Electricity Minister Kgosientsho Ramokgopa said there have recently been incidences at Eskom that require further investigation and did not rule out sabotage as a reason for higher load-shedding stages.
Ramokgopa told eNCA that, despite incidences of sabotage, most Eskom employees are not corrupt. “The great majority of the people at Eskom are honest, professional, competent, and patriotic,” he said.
“But we accept that in an organisation the size of Eskom, there will be those elements whose intention is to reverse the hard-earned gains of the democratic project out of malfeasance, personal gains, or whatever their agenda is.”
However, he said most of Eskom’s employees are committed to resolving the country’s energy crisis.
“Yes, there are one or two encounters that suggest that we need to investigate further”, he said, adding that this is not his domain and will be undertaken by Eskom’s management.
When asked to clarify whether the stage 5 and 6 load-shedding the country is currently experiencing had nothing to do with sabotage, the minister said, “I did not make an absolute statement”.
“I have stated to you what we know, and I just said that there is one of two incidences that require further investigation,” he said.
Ramokgopa refused to elaborate on the incidents and the power stations where they took place, saying, “We think there is something they need to be answering for”.
The minister’s comment comes after recent allegations that increased load-shedding, which hit stage 6 last week, is caused by sabotage and is a manufactured problem.
On 10 February, Eskom announced that it had implemented Stage 6 load-shedding until further notice.
“Despite returning two generating units to service over the last 24 hours, two generating units were also taken offline,” Eskom said.
“This, combined with the need to replenish the pumped storage dams, necessitated the implementation of stage 6 load shedding from midnight until further notice.”
The escalation to stage 6 load-shedding came shortly after President Cyril Ramaphosa told the nation the worst days of load-shedding were behind us in his 2024 State of the Nation address.
“We are on track to resolve the most important constraints on economic growth by stabilising our energy supply and fixing our logistics system,” he said.
“We set out a clear plan to end load-shedding, which we have been implementing with a single-minded focus through the National Energy Crisis Committee.”
He added that they have delivered on their commitments to bring substantial new power to the grid through private investment. “It is already helping to reduce load-shedding,” he said.
“Through all these actions, we are confident that the worst is behind us, and the end of load-shedding is finally within reach.”
However, within hours of Ramaphosa’s speech, Eskom increased load-shedding to stage 4 after taking down two generating units for repairs.
Many South Africans were already angry about Ramaphosa singing the government’s praises despite the country falling apart. The increased load-shedding aggravated their anger.

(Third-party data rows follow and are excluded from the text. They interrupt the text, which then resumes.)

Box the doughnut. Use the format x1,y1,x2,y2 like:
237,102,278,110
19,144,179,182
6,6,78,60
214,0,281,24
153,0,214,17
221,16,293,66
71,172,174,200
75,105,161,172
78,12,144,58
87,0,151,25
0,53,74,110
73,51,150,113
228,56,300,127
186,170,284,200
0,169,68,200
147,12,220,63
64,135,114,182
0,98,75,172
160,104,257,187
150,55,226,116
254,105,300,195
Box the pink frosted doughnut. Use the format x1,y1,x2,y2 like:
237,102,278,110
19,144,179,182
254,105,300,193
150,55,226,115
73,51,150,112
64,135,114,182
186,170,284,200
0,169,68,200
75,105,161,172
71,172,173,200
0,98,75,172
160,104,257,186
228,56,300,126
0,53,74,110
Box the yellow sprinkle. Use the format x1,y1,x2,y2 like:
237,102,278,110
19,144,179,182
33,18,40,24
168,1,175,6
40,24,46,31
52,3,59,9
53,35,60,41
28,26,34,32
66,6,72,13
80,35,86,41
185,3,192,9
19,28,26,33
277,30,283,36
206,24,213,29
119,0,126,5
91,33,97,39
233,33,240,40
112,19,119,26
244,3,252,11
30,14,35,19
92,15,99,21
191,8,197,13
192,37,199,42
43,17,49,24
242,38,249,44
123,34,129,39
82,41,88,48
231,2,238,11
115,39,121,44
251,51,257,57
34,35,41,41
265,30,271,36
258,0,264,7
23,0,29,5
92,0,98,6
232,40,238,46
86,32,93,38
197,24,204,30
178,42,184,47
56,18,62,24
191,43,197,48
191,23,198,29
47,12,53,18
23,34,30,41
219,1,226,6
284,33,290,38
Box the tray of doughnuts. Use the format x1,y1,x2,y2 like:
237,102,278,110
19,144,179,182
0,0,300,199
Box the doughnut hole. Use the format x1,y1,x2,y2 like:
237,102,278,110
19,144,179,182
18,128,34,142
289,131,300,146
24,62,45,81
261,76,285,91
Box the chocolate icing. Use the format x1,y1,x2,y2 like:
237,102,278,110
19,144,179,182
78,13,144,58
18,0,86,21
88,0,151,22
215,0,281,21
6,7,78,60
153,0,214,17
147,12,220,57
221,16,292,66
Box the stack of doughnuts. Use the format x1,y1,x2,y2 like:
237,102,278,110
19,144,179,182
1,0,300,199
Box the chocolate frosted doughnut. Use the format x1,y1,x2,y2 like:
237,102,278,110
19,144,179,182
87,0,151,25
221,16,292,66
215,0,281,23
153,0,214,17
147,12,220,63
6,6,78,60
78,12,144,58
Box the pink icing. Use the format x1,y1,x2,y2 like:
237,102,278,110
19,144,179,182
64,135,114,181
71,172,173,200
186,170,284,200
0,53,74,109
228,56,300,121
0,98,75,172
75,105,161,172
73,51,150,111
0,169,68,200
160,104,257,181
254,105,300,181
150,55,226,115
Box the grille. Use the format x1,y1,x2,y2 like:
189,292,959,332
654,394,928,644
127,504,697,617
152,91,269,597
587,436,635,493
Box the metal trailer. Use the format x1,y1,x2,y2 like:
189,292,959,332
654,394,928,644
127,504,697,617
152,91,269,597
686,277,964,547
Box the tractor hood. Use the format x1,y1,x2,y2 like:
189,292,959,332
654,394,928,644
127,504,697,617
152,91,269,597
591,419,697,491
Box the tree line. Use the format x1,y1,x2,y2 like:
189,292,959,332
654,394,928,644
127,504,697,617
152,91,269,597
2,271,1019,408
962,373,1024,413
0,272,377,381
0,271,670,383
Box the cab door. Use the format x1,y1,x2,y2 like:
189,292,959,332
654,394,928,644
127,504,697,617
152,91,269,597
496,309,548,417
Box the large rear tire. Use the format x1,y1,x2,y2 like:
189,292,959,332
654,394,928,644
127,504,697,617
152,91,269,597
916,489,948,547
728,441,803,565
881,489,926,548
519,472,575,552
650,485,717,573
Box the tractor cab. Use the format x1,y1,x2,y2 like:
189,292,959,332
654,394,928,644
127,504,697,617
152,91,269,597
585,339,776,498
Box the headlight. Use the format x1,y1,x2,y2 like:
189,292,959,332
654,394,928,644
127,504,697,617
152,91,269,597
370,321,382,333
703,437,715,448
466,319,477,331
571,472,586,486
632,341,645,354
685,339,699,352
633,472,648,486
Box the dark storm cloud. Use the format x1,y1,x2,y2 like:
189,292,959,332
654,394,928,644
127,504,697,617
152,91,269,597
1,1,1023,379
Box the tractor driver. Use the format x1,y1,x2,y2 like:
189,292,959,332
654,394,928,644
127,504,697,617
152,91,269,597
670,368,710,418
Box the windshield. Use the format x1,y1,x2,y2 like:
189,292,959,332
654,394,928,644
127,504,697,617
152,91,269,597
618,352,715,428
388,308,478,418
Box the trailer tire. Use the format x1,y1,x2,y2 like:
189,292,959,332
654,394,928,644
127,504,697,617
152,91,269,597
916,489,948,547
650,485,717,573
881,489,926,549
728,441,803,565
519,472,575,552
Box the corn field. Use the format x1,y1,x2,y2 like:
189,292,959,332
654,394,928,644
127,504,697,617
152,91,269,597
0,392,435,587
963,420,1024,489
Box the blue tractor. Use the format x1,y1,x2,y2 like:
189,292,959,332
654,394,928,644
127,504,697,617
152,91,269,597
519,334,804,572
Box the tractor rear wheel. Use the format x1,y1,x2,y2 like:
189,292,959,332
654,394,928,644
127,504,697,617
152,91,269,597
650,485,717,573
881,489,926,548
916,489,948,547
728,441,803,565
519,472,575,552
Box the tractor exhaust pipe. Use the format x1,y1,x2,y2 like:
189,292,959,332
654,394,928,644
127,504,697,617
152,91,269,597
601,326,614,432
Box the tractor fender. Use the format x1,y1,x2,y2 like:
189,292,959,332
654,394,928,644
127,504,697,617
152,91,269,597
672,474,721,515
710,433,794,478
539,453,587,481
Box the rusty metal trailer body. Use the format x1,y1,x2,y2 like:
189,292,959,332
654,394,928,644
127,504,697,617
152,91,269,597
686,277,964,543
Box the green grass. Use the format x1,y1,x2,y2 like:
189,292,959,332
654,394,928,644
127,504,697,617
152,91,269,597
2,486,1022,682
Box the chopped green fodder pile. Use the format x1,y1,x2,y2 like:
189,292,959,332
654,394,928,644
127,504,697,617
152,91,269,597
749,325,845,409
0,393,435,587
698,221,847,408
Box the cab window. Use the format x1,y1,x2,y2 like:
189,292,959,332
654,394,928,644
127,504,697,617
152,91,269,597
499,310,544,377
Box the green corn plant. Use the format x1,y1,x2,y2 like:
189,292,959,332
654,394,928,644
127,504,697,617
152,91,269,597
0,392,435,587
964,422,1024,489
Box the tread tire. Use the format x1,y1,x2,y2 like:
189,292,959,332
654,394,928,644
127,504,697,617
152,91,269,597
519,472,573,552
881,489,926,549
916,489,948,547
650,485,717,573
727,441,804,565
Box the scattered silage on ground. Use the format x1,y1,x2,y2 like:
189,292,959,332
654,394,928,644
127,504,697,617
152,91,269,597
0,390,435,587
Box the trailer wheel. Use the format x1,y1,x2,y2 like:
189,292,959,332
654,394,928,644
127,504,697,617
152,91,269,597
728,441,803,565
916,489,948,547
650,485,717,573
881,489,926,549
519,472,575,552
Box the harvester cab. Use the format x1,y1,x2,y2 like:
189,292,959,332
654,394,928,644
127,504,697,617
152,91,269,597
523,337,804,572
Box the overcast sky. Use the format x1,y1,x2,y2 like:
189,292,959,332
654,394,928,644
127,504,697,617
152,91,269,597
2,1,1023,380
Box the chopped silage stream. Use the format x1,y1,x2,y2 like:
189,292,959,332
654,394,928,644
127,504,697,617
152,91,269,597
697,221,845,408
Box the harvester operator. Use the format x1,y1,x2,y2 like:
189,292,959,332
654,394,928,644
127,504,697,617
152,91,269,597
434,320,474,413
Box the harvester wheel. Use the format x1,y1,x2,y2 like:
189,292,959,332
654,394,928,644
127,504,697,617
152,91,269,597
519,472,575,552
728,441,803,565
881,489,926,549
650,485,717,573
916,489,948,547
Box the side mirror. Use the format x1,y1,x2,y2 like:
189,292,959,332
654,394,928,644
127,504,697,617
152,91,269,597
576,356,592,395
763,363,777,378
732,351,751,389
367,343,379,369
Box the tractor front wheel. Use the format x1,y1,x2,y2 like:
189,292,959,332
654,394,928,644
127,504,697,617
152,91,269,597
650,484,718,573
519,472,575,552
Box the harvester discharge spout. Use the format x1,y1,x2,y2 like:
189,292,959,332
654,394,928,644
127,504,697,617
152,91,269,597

Ramaphosa and the ANC looked like fools, with many commentators pointing to the President living in an alternative reality to ordinary South Africans.
ANC Secretary General Fikile Mbalula responded that stage 6 load-shedding was clear sabotage. He called for extra security measures to prevent it from happening again.
In June last year, Ramokgopa said sabotage at Eskom was of grave concern and catastrophic proportions, with highly organised attempts to undermine the country’s electricity supply.
The minister said addressing sabotage at Eskom is a priority as it will negate any improvements in the utility’s energy availability factor and additional generation capacity.
“We are placing significant amounts of effort in ensuring that we protect these assets and defend the gains we have made,” Ramokgopa said.